Determinants of cardiovascular diseases and mortality in individuals with eastern and western European background
Christian Wegner-Siegmundt, Wittgenstein Centre (IIASA, VID/ÖAW, WU)
George B. Ploubidis, University of London
Marc Luy, Wittgenstein Centre (IIASA, VID/ÖAW, WU)
Cardiovascular diseases (CVD) are the leading causes of death for both sexes in all European countries. The aim of our study is to identify important determinants of long-term changes in the prevalence of CVD and all-cause mortality among elderly individuals who were socialized in western and eastern European regimes, respectively.

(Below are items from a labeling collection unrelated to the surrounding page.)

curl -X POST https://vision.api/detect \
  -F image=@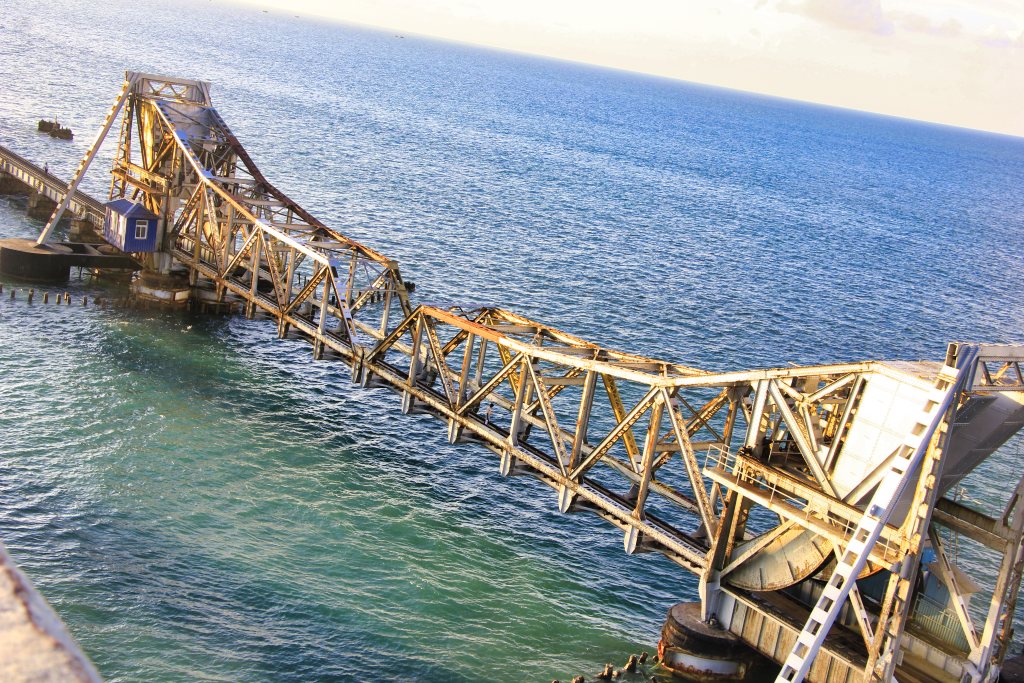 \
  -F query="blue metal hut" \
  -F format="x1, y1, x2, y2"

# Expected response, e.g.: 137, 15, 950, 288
103, 200, 157, 254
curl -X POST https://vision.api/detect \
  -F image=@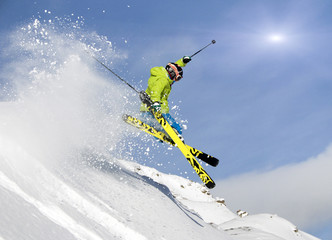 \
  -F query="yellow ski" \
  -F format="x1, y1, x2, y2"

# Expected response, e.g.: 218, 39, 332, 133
150, 108, 216, 188
122, 114, 219, 167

We use the two-wave panel of the German Life Expectancy Survey to analyse the impact of specific life conditions at 1984/86 in western and 1991/92 in eastern Germany and life course experiences on changes in the self-reported prevalence of CVD at baseline and at follow-up in 1998 as well as on all-cause mortality between the survey waves among individuals aged 50 and older. We used binary logistic regression models stratified by sex and country of residence. The results show that CVD at baseline is primarily related to age in eastern as well as western Germany. Whereas among western German women and men the occurrence of CVD at baseline is also significantly related to lower social class, such an effect was not observed in the eastern German subsample. But it is very interesting that in all four subpopulations mortality is significant related to age, sportive inactivity and smoking. We found significant similarities as well as differences in the drivers of CVD and mortality among individuals whose life courses were determined by eastern or western European background. Thus, our study indicates that past influences of the different political systems have at least partly different effects on the wellbeing and the longevity of individuals.